All this friction resulted in evenings pursuing what felt like side quests. I ended up losing all motivation. By October 2014 I had burned out. I stopped submitting commit to github and the Game Engine Black Book was dead.
Hibernation
The project stayed in limbo for two years after that. As you can see on the graph above, I picked it up again around Christmas 2015 but I got frustrated again pretty fast and as soon as I returned to work I stopped working on the Black Book.
Blessing in disguise
In October 2016 I injured a shoulder while training at the climbing gym. It was so bad I could not move my arm anymore. I started doing PT to recover and I found myself with a lot of time
at home on my non climbing hands. I dusted off my github project "gebbwolf3d". I attempted a third time to get going and reached the same dead end.

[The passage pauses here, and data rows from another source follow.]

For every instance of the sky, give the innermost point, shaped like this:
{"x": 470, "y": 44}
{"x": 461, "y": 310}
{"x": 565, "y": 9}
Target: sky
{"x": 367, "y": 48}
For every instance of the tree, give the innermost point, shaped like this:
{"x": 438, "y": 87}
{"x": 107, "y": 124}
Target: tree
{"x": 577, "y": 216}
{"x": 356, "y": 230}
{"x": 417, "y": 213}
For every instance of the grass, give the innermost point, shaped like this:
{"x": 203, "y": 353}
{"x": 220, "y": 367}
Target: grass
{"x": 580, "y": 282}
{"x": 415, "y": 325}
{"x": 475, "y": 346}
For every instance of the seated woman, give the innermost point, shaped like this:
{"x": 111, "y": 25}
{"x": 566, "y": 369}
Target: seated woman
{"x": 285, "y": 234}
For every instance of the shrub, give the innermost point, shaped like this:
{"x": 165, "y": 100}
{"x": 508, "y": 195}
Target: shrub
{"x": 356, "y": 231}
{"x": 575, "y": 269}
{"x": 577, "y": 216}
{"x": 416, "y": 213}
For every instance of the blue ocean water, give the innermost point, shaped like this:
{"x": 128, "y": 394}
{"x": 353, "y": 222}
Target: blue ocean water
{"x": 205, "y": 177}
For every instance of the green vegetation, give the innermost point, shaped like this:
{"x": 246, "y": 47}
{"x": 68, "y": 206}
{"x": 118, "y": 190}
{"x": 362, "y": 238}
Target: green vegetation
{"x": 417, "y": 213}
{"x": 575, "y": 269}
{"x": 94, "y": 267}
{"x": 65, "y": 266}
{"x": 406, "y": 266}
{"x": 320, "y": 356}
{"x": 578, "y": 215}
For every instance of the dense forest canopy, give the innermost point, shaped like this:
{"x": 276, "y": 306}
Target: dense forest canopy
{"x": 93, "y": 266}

Being stubborn, I tried a different approach. I recognized that what destroyed my motivation was the slow pace of progress. Going to bed after hours of struggle was disheartening. I came up with a plan. I monitored myself and if I started to feel frustrated with a drawing or a graph or a table, I would simply draw it on paper, take a picture and import it as a raster. It looked horrible but that was a placeholder which allowed me to move forward no matter how limited my LaTeX skills were. This adjustment turned out to be all I needed. At Google they say that "speed is a feature". Speed is paramount in a 3D engine. It turned out to be important for me too.
As I witnessed my shoulder sustain more and more weight at PT, more and more pages were added to the book. And also drawings, plenty plenty of drawings. By the end of January 2017 my shoulder had fully recovered and it was clear I was also going to be able to finish the book. Because createspace took one week to print and ship a proof, I used that time as resting spots. The seven proof prints are clearly visible on the graph as well as the final push.
Writing is 90%, proofreading the other 90%
Writing and drawing was difficult but proof reading was excruciating. To read the same thing over and over again lead to losing perspective and fatigue. I understand now why so many bad movies are released by Hollywood. When you work on something for too long you cannot tell anymore if it is good or if it is bad. I was lucky to have amazing people around me volunteering to proof read. I would have never published the book without them.
Take Away
It was great to make a dream come true and learn so much about technology from the past. To understand how programmers from the 90s strived like us. The spirit it takes today to reach new frontier is the same it took 20 years ago. It helped me to look at my work with a positive attitude and more confidence. And recognize that we do what we do "not because it is easy but because it is hard".
If I were to take away only one thing from this beautiful adventure it will be the support I received. To read detailed answers to my obscure questions about EMS from the original team and passionate enthusiasts. To see people volunteer their collection of 386 to run benchmarks for me. To witness someone carefully print a proof on an A4 and take the time to read it. To see a co-worker who often spend 9 hours a day at work take the time on his weekend to fix my horrible typos. To see my brother on the other side of the planet figure out VGA masks. These things moved me more than anything. Their kindness and generosity were humbling.